No, my basic assumption is that the bulk of the increase is due to a temperature dependent pumping action into the atmosphere, most likely from upwelling of carbon rich waters from the depths. Human inputs are not temperature dependent, hence do not fit the bill.
milodonharlani says:
August 19, 2013 at 4:57 pm
“Since temperature, as questionably measured by NASA, NOAA, HadCRU, et al, has flat-lined since c. 1996 & is probably in reality trending down, science should be able to observe in coming years the effect on CO2 of global cooling.”

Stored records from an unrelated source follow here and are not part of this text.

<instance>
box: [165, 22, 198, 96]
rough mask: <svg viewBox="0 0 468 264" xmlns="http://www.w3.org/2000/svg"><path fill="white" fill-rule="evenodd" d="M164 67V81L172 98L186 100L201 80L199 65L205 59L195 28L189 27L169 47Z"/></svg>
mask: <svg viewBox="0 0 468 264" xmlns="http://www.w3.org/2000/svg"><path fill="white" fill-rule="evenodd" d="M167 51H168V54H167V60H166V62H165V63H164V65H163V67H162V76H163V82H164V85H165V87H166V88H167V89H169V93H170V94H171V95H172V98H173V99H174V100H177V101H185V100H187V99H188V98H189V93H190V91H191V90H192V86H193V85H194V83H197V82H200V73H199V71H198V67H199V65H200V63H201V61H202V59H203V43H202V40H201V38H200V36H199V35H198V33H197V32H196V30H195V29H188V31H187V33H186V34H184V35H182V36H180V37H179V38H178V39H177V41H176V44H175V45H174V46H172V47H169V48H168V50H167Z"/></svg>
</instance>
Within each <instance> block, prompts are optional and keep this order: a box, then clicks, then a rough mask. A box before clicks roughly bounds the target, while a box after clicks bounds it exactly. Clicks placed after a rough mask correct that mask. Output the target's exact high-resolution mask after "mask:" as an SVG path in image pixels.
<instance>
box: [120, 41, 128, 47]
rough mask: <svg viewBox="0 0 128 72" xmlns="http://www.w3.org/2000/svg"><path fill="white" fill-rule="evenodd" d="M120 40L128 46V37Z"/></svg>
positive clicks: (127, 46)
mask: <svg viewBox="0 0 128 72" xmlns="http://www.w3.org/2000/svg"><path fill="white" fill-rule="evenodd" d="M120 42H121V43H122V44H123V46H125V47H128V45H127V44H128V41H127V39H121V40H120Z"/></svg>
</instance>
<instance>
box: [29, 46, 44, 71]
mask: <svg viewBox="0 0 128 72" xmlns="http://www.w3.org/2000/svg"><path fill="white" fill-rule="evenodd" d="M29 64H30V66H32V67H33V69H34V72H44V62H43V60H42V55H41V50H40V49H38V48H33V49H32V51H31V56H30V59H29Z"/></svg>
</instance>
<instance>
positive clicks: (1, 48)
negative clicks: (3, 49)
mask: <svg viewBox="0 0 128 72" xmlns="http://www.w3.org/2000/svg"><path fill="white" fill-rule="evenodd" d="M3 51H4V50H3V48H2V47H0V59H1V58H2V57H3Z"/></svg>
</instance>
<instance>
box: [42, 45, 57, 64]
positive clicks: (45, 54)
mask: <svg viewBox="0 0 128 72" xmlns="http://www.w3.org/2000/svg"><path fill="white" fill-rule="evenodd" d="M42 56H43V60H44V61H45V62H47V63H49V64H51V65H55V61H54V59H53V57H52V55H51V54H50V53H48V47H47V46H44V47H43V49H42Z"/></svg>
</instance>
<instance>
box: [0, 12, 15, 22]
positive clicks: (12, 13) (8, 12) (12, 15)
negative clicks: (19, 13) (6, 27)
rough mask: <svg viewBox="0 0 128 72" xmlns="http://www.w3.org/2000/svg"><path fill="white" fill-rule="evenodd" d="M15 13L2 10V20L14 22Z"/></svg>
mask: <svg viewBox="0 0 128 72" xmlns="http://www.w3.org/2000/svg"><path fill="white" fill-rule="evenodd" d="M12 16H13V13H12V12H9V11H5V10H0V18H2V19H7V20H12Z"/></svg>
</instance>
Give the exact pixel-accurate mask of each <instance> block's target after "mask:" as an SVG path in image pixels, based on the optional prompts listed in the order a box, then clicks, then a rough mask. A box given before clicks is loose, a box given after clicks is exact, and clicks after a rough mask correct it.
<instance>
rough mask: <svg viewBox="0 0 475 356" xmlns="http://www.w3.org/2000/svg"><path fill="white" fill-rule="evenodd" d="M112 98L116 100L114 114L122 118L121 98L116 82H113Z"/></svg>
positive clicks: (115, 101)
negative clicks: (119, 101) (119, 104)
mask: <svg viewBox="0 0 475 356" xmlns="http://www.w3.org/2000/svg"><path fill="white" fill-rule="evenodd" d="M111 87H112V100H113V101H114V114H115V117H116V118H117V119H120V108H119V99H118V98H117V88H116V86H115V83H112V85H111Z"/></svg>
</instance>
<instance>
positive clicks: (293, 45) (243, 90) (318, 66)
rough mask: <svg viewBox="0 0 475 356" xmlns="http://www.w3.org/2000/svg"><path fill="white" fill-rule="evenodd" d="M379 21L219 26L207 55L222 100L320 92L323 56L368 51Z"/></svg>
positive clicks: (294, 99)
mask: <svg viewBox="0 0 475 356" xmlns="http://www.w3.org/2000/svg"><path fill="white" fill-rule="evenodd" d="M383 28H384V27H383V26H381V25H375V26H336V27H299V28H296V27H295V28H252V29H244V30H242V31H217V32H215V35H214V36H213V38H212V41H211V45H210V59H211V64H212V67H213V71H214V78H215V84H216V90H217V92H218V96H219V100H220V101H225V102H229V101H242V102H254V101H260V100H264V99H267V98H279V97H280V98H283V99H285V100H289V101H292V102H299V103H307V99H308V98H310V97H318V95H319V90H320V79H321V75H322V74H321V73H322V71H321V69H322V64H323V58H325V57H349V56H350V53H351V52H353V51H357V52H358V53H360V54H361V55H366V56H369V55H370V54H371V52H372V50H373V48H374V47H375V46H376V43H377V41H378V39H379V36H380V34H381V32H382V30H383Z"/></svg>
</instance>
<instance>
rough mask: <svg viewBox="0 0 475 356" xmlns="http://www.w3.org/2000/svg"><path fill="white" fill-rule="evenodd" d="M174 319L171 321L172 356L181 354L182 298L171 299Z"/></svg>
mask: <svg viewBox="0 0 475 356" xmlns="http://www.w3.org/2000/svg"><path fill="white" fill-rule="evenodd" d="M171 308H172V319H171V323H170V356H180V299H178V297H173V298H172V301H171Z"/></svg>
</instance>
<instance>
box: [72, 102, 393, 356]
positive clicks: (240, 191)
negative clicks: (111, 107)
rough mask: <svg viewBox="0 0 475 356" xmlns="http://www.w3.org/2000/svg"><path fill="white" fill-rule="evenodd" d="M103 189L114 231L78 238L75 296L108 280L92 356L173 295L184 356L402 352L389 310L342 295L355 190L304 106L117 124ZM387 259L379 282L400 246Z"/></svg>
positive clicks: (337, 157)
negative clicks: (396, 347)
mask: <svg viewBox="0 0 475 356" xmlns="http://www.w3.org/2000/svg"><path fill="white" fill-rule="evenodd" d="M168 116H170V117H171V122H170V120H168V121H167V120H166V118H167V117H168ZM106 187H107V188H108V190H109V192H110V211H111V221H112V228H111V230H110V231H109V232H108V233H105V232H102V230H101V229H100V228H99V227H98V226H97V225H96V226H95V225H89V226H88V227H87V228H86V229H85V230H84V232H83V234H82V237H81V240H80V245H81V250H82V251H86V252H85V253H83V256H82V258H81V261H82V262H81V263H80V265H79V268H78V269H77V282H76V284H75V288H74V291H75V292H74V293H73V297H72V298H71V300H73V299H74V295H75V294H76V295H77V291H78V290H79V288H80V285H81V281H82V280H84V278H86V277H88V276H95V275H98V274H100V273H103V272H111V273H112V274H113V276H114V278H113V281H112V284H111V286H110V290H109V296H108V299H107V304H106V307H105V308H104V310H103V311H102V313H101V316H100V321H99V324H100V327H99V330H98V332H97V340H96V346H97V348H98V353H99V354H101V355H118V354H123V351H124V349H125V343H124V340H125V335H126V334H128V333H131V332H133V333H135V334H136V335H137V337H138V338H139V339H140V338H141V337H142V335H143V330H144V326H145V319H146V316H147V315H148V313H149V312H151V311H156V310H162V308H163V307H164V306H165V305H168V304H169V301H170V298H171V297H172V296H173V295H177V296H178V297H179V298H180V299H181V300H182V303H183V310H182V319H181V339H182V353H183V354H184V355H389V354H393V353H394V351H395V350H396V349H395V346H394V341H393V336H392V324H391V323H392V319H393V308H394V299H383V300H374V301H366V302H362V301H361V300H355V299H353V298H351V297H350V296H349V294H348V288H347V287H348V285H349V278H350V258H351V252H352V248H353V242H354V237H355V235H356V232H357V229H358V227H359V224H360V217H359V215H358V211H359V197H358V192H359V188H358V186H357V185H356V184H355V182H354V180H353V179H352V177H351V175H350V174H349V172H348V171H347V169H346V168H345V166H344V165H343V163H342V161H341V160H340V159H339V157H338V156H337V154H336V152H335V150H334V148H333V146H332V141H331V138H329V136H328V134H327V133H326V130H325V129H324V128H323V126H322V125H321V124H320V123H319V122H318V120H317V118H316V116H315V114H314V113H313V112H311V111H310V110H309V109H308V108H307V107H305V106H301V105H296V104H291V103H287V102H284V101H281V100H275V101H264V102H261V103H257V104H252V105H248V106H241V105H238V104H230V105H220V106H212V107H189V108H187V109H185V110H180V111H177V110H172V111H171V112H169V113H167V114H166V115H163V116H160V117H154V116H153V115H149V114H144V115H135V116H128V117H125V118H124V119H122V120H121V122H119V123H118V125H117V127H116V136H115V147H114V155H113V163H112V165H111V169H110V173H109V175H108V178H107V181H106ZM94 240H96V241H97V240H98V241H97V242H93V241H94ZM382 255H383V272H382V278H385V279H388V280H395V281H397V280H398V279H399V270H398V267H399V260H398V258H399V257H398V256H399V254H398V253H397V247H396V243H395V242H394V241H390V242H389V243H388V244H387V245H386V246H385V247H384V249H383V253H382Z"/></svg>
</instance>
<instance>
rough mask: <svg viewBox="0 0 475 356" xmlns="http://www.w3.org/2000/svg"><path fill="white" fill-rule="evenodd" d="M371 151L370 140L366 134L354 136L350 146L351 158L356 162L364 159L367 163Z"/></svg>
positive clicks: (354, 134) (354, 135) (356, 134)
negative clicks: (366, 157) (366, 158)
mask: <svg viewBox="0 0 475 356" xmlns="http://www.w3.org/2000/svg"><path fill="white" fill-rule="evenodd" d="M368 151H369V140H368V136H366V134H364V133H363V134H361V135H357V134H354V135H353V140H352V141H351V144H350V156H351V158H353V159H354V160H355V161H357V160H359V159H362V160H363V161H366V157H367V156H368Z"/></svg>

And, that is precisely what we are seeing. As temperatures fall off, so is the rate of change of CO2 in lockstep. The rate of emissions continues to increase, and the two series are diverging from their superficial affine similarity which prevailed from about 1958 to 1990. It was just a chance meeting, and now they are going their separate ways.
“Only the satellite data should count, unfortunately, however, due to the corruption of land station instrumental records.”
For your viewing pleasure: the very best agreement is, in fact, with the satellite data.
“No, my basic assumption is that the bulk of the increase is due to a temperature dependent pumping action into the atmosphere, most likely from upwelling of carbon rich waters from the depths.”
If my previous comment has not yet appeared, that quote from it may cause confusion. The post will, I am sure, appear soon. It probably got trapped by the comment filter for multiple links.
Actually, it is not my assumption that “the bulk of the increase is due to a temperature dependent pumping action into the atmosphere.” My assumption is that the excellent fit between temperature anomaly and the rate of change of CO2, in both the short term and the long term and, indeed, across the entire frequency spectrum, is not coincidental. Given the incredible coincidence that would represent, I judge the assumption to be on solid ground. The reason for the increase follows from that fundamental assumption.
(PLANT) FOOD FOR THOUGHT
CO2 is such a scarce and excellent plant food that it is gobbled up very close to the source during the growing season..
In urban environments like Salt Lake City where CO2 is emitted, it is gobbled up so quickly by plants that there is NO DISCERNIBLE HUMAN SIGNATURE IN THE DAILY CO2 RECORD.